Idea: Methodology for evaluation of a person's brain change relative to a population standard.
Abstract: Longitudinal neuroimaging studies offer valuable insight into intricate dynamics of brain development, aging, and disease progression over time. However, prevailing analytical approaches rooted in our understanding of population variation are primarily tailored for cross-sectional studies. To fully harness the potential of longitudinal neuroimaging data, we have to develop and refine methodologies that are adapted to longitudinal designs, considering the complex interplay between population variation and individual dynamics.

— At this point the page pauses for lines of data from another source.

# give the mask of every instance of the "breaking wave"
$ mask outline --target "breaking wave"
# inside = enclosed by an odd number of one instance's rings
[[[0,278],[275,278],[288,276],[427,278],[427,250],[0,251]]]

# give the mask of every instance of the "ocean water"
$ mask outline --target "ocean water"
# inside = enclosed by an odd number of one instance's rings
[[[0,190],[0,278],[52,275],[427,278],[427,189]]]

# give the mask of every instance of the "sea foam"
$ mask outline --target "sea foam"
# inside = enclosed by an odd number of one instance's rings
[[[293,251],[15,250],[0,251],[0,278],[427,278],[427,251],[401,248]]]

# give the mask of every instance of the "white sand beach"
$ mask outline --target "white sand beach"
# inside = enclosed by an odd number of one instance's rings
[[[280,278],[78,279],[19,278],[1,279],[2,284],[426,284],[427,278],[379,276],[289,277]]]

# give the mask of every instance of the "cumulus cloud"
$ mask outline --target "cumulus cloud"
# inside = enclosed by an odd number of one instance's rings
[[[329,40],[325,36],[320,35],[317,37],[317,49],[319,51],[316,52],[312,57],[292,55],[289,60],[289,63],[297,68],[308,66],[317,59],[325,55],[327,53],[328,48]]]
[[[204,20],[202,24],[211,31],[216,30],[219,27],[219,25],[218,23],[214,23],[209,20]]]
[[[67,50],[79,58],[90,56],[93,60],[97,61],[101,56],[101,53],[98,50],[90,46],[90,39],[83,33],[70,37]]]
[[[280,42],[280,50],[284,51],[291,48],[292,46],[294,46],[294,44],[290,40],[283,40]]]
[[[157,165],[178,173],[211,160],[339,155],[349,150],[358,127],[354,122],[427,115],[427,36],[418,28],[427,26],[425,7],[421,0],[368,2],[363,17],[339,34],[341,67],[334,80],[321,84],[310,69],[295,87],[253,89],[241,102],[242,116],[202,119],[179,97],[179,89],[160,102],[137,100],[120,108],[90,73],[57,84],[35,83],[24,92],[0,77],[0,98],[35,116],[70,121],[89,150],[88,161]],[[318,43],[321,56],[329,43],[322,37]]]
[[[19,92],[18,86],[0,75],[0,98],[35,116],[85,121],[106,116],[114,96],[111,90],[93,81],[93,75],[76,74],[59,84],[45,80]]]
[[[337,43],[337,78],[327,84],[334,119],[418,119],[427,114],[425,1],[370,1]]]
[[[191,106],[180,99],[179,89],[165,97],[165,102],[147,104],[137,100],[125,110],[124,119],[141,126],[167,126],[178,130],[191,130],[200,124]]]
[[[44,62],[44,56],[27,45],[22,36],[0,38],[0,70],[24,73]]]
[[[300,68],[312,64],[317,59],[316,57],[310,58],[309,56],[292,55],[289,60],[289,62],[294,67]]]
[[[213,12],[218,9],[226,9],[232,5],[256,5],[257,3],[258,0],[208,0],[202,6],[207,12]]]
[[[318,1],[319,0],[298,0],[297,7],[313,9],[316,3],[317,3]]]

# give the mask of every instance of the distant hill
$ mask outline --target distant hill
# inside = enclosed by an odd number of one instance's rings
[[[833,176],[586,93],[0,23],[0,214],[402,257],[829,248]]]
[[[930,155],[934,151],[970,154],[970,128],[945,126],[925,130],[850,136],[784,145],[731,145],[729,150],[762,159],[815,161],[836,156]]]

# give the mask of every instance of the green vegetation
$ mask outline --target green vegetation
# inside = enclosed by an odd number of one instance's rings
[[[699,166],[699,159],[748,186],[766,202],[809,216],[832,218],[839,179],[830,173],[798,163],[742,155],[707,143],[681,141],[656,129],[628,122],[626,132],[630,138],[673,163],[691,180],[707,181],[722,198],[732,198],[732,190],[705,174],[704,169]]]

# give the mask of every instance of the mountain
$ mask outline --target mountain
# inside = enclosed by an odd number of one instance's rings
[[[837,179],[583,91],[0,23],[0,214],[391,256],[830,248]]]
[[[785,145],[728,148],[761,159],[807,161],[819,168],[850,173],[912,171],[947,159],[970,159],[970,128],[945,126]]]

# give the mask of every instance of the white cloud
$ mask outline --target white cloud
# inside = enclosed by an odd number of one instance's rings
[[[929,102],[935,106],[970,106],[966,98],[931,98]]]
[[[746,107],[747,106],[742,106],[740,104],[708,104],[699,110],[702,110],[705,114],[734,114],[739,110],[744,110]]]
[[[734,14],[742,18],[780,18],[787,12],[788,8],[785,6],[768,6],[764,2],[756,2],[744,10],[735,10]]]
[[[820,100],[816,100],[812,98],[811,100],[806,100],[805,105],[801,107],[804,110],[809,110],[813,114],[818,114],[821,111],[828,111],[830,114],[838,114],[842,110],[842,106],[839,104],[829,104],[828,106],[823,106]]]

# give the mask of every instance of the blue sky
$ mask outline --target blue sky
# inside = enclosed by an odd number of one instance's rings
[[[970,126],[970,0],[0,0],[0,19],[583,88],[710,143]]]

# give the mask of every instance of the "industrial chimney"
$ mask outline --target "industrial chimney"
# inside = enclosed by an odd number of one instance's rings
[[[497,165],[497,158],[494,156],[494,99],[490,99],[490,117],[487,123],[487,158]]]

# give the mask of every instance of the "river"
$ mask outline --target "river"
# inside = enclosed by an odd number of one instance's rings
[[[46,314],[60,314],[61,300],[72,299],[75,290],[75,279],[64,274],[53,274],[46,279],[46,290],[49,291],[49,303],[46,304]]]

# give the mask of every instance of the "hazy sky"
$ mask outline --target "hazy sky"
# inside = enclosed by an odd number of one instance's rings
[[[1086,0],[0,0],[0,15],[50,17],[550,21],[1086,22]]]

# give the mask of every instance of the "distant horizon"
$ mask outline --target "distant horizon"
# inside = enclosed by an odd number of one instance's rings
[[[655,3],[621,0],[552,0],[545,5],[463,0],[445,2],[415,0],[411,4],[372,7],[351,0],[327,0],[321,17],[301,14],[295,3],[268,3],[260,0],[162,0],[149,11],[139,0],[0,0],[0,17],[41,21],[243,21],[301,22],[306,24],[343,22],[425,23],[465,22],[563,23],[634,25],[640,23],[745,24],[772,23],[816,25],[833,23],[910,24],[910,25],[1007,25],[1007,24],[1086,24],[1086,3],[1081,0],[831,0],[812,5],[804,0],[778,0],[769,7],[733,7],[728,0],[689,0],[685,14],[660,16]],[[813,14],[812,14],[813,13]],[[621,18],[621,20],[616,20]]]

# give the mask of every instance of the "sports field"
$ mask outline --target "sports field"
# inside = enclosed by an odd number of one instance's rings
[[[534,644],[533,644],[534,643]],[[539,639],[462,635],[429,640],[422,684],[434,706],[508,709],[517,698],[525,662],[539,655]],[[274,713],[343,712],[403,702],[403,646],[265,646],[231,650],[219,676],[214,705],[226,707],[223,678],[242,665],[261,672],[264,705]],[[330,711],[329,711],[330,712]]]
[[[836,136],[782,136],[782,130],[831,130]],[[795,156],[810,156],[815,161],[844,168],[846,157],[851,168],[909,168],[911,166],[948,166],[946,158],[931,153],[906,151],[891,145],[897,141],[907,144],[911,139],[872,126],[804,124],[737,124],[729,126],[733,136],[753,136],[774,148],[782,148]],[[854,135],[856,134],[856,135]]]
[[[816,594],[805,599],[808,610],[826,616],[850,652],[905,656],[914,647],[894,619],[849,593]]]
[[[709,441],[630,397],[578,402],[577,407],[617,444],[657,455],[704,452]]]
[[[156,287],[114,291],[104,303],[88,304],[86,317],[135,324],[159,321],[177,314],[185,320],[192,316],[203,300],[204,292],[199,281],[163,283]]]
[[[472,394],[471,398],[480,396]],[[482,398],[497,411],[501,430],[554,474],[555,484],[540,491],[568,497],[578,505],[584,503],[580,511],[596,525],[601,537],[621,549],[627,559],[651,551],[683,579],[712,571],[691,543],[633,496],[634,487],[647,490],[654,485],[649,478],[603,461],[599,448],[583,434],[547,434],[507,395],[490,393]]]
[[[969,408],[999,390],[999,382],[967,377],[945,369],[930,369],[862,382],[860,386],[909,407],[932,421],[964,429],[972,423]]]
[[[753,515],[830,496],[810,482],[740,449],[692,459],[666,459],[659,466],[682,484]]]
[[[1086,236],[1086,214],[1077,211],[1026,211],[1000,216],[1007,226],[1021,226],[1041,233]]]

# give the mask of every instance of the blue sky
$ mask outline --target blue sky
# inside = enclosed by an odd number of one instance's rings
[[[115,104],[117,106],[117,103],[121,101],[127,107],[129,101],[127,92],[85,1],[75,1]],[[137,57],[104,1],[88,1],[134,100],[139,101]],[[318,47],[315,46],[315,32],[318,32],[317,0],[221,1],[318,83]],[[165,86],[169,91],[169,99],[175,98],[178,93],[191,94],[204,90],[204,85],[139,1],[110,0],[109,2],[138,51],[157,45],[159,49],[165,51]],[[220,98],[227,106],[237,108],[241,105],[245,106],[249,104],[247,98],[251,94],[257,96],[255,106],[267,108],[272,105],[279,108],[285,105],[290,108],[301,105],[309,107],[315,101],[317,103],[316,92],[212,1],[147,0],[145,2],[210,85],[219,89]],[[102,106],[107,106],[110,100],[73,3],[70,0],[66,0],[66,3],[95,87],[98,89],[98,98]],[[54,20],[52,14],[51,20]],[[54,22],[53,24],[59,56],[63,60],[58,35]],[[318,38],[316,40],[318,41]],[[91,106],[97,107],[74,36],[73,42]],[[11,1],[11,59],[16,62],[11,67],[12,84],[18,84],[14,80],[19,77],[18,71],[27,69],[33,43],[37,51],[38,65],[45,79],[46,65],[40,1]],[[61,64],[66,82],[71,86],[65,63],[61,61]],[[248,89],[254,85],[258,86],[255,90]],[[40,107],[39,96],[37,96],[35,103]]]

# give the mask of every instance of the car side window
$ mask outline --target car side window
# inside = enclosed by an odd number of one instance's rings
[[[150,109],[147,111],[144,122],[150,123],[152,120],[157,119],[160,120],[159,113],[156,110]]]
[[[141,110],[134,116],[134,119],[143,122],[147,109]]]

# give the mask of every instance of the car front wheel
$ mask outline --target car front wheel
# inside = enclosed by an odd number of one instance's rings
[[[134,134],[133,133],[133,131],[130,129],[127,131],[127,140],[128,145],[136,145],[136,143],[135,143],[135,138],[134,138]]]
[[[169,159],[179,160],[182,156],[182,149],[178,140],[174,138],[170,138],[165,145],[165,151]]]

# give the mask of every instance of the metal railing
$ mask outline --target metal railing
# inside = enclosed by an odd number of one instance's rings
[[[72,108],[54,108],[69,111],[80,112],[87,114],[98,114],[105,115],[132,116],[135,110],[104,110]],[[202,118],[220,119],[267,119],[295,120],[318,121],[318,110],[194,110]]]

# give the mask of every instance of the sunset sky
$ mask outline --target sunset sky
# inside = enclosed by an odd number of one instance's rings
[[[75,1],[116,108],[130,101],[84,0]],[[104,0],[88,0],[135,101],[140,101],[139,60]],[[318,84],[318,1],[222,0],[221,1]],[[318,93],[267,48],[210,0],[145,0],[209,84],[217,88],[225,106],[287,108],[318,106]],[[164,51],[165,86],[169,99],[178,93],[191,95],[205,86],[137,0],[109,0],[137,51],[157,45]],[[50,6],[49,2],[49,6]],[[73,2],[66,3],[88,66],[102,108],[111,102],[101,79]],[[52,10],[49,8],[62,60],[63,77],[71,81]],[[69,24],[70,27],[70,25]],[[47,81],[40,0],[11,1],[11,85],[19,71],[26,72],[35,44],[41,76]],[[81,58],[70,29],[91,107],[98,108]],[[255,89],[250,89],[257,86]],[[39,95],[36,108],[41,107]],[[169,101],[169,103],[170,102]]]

We build on normative modeling framework, which enables the evaluation of an individual's position compared to a population standard. We extend this framework to evaluate an individual's change compared to standard dynamics. Thus, we exploit the existing normative models pre-trained on over 58,000 individuals and adapt the framework so that they can also be used in the evaluation of longitudinal studies. Specifically, we introduce a quantitative metric termed "z-diff" score, which serves as an indicator of change of an individual compared to a population standard. Notably, our framework offers advantages such as flexibility in dataset size and ease of implementation.
To illustrate our approach, we applied it to a longitudinal dataset of 98 patients diagnosed with early-stage schizophrenia who underwent MRI examinations shortly after diagnosis and one year later.
Compared to cross-sectional analyses, which showed global thinning of grey matter at the first visit, our method revealed a significant normalisation of grey matter thickness in the frontal lobe over time. Furthermore, this result was not observed when using more traditional methods of longitudinal analysis, making our approach more sensitive to temporal changes.
Overall, our framework presents a flexible and effective methodology for analyzing longitudinal neuroimaging data, providing insights into the progression of a disease that would otherwise be missed when using more traditional approaches.